How Broadcast Communications Work Between Hosts with Different Subnet Masks

broadcastlanroutingsubnetswitching

Let's say I have three different hosts connected by a Layer 2 Switch:

A) IP 1.0.0.1, Subnet 255.255.255.0,

B) IP 1.0.0.2, Subnet 255.255.0.0,

C) IP 1.0.1.1, Subnet 255.255.255.0,

Who would a broadcast message (like an arp request) from each machine reach? I know that if the arp tables were pre-generated, you could send non-broadcast packets directly from A-> B, B->A, and B->C , while A->C, C->A, and C->B would be send to the default gateway and fail.

I know that connecting subnets like this is non-ideal, I was just wondering how communications work when it's done accidentally.

As a second question, let's say that they're now connected by a Layer 3 Switch (A Router?) Am I correct in thinking that a ping from B to C would go from B -> C, and the response would go from C -> R -> B?

Best Answer

Who would a broadcast message (like an arp request) from each machine reach?
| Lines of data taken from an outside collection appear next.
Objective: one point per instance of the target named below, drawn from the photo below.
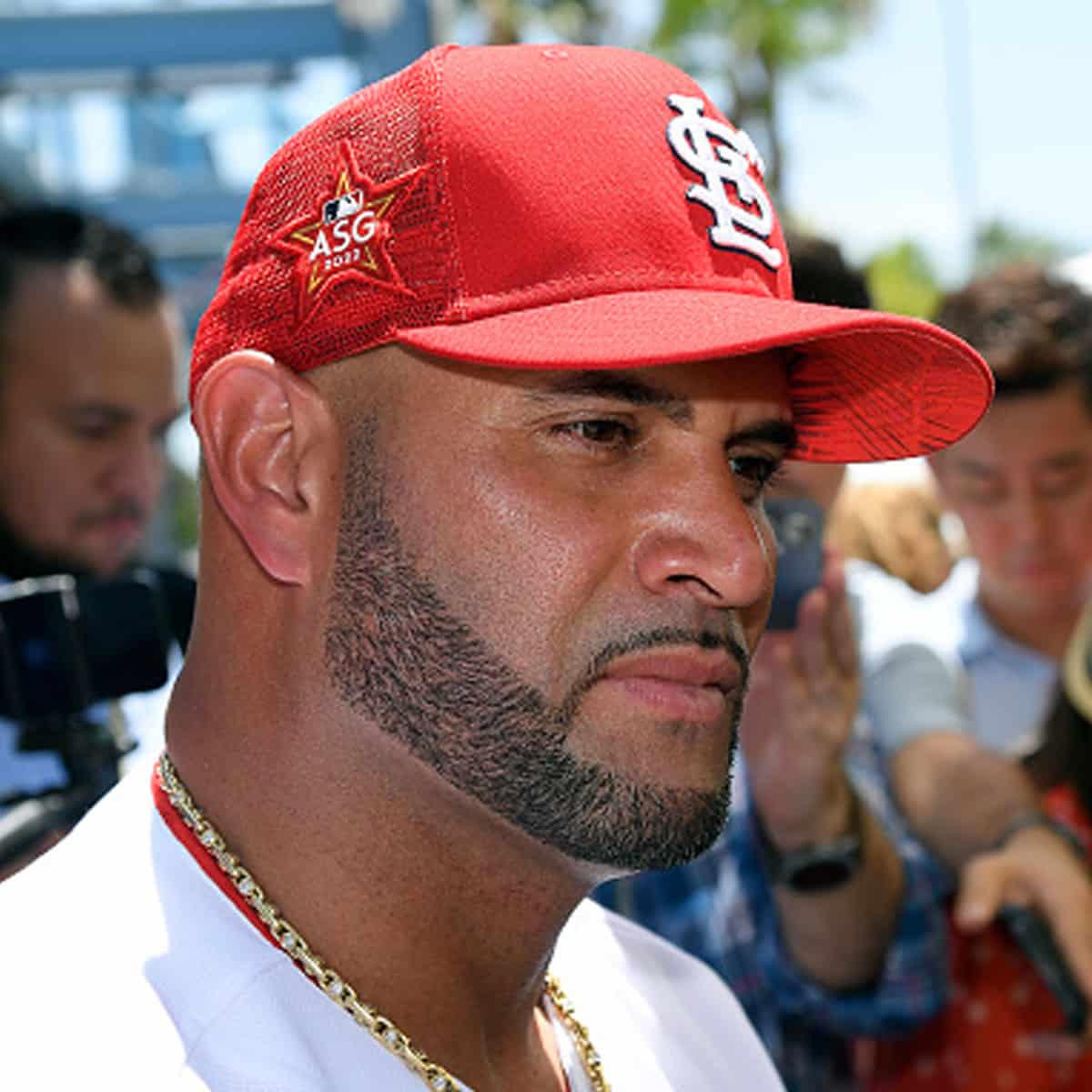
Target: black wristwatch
(814, 868)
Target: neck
(436, 913)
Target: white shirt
(1010, 686)
(126, 967)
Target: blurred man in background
(817, 905)
(88, 345)
(1021, 484)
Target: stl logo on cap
(740, 225)
(348, 235)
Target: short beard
(397, 654)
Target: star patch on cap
(347, 238)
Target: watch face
(822, 874)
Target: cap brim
(865, 386)
(1077, 667)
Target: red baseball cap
(563, 207)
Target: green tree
(752, 47)
(901, 279)
(997, 244)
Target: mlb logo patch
(348, 238)
(348, 205)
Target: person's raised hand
(798, 715)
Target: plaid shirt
(720, 907)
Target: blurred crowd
(901, 898)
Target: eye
(600, 431)
(757, 472)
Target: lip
(687, 686)
(120, 527)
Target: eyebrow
(625, 388)
(642, 392)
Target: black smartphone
(1032, 933)
(798, 528)
(66, 643)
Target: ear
(267, 437)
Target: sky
(949, 113)
(945, 114)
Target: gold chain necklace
(383, 1030)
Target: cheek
(511, 556)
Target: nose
(700, 540)
(1031, 519)
(136, 470)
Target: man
(824, 923)
(479, 593)
(87, 349)
(87, 389)
(1020, 483)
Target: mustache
(661, 637)
(125, 508)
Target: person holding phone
(90, 339)
(485, 563)
(852, 682)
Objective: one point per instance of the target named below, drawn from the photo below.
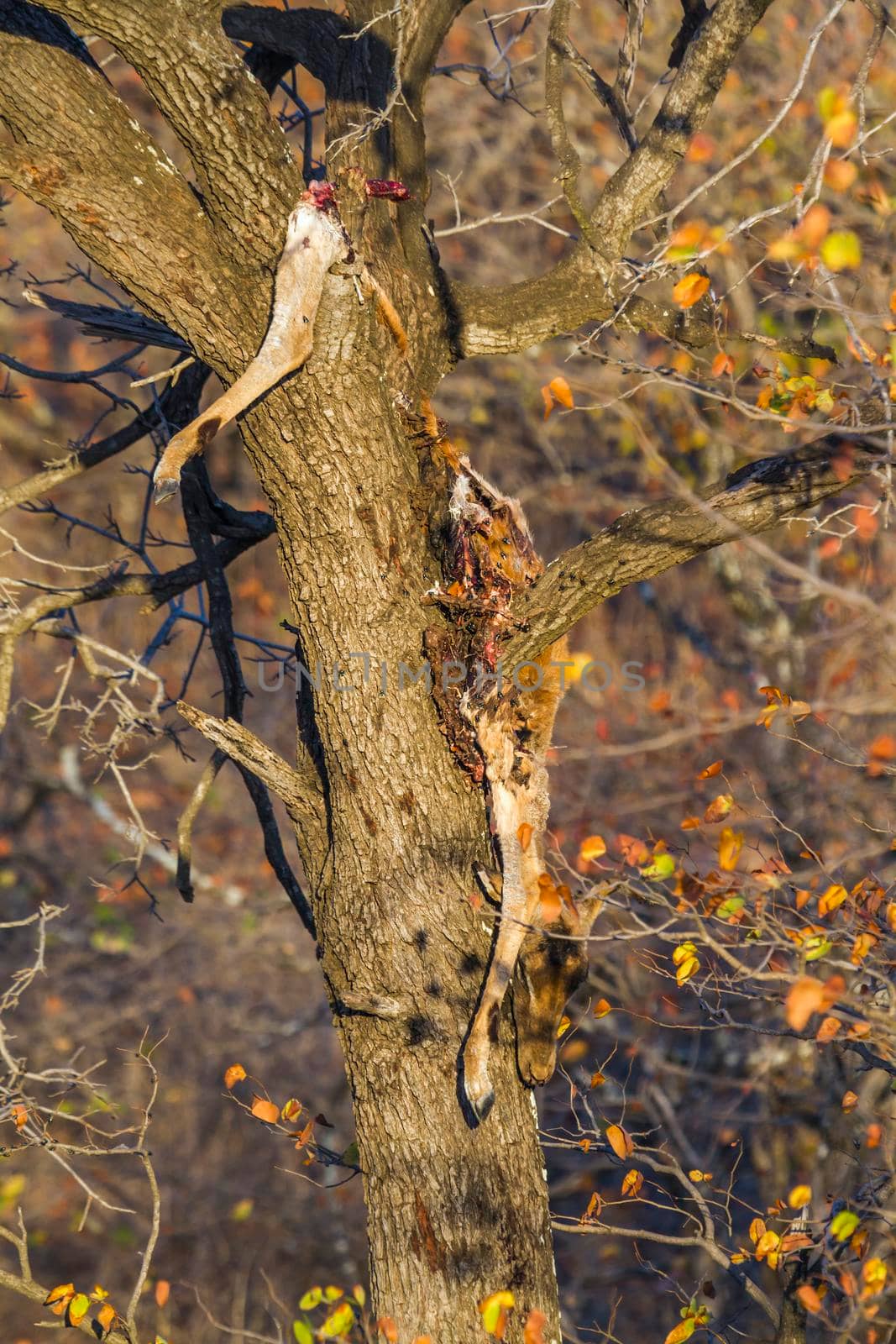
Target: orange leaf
(620, 1142)
(691, 289)
(730, 846)
(265, 1110)
(719, 808)
(805, 998)
(62, 1292)
(631, 1183)
(107, 1316)
(594, 847)
(562, 393)
(828, 1030)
Ethernet broadcasts from any host will reach any host connected to the same switch/VLAN. IP broadcasts will not reach any of those hosts, because each host has its own broadcast IP address.

a ping from B to C would go from B -> C, and the response would go from C -> R -> B?

Yes, if we have static ARP entries for all the hosts, that will be true.